We spend the day outside. And there’s lots to see. Wildlife, of course: dolphins playing, pelicans crash-diving into the water for fish, turtles sunning themselves on a log, seagulls fighting over fish, and herons and white egrets stalking their prey.
This heron preferred to alert us to a mile marker. That’s 315 miles south on the Intercoastal from Norfolk, VA, which is Mile 0.
Lots of people fishing:
A man net fishing:
A smallish shrimper, working his dredges:
A cool old-looking boat – not sure it’s really old:
The ferry boat from Southport, NC, to Carolina Beach. Lots of people waved.

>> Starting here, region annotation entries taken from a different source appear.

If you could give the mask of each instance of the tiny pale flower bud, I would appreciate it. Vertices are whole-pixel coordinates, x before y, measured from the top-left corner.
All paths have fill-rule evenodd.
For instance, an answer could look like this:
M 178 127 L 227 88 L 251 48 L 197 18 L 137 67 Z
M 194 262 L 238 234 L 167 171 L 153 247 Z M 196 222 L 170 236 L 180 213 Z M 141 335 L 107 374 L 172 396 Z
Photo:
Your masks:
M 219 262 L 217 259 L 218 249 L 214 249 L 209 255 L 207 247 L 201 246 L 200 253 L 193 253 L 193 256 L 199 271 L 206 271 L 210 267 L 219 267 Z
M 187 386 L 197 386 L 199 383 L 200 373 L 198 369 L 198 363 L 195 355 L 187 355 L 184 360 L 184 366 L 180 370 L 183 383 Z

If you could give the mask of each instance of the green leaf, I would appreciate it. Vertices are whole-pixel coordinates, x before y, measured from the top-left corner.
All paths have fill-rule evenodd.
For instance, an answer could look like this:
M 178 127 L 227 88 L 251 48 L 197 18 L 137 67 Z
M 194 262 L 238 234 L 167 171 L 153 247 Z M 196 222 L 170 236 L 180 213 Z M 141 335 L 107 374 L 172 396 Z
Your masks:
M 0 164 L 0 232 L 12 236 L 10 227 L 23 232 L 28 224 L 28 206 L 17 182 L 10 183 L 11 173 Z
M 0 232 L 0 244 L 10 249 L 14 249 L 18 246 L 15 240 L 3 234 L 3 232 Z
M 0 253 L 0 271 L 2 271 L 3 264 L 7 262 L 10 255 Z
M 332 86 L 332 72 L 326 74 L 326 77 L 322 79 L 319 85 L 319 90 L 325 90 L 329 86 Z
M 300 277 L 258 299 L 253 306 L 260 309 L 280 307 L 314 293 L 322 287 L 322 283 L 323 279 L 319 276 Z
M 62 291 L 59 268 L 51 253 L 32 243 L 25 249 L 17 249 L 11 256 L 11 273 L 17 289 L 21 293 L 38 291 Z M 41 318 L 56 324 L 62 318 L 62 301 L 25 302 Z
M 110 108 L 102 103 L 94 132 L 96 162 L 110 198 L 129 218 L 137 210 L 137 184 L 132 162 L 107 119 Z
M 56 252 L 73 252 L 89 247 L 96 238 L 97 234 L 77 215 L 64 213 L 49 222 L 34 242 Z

Lots of condos and mega-mansions. Here’s a highrise for boats. You have to wonder how well this will do in the next hurricane:
A marina that’s seen better days:
How about the barnacles on these pilings:
And here is probably the most amazing thing we’ve seen so far:
On Wednesday, we passed through the Camp LeJeune Marine Firing Range. [The Intercoastal is closed when they are actually firing.] Anyway, I noticed what looked like a duck boat in front of us – very low to the water, a square bow, and camo-colored. But there were two huge roostertails coming out the back – it was clearly pushing a lot of water. Then, when the strange little boat reached the other side of the ICW, I saw the most unbelievable sight – it came up out of the water and drove onto the shore and turned into a 10’ tall boxy vehicle with huge tracks. Two men in camo crawled out of little portholes on the top.
As we passed by, we noticed about half a dozen identical vehicles lined up on the other side waiting for us so they could cross. Later we learned that these are called Assault Amphibious Vehicles (AAV).
I wanted to get closer for a better picture, but I was afraid we’d get arrested – or worse.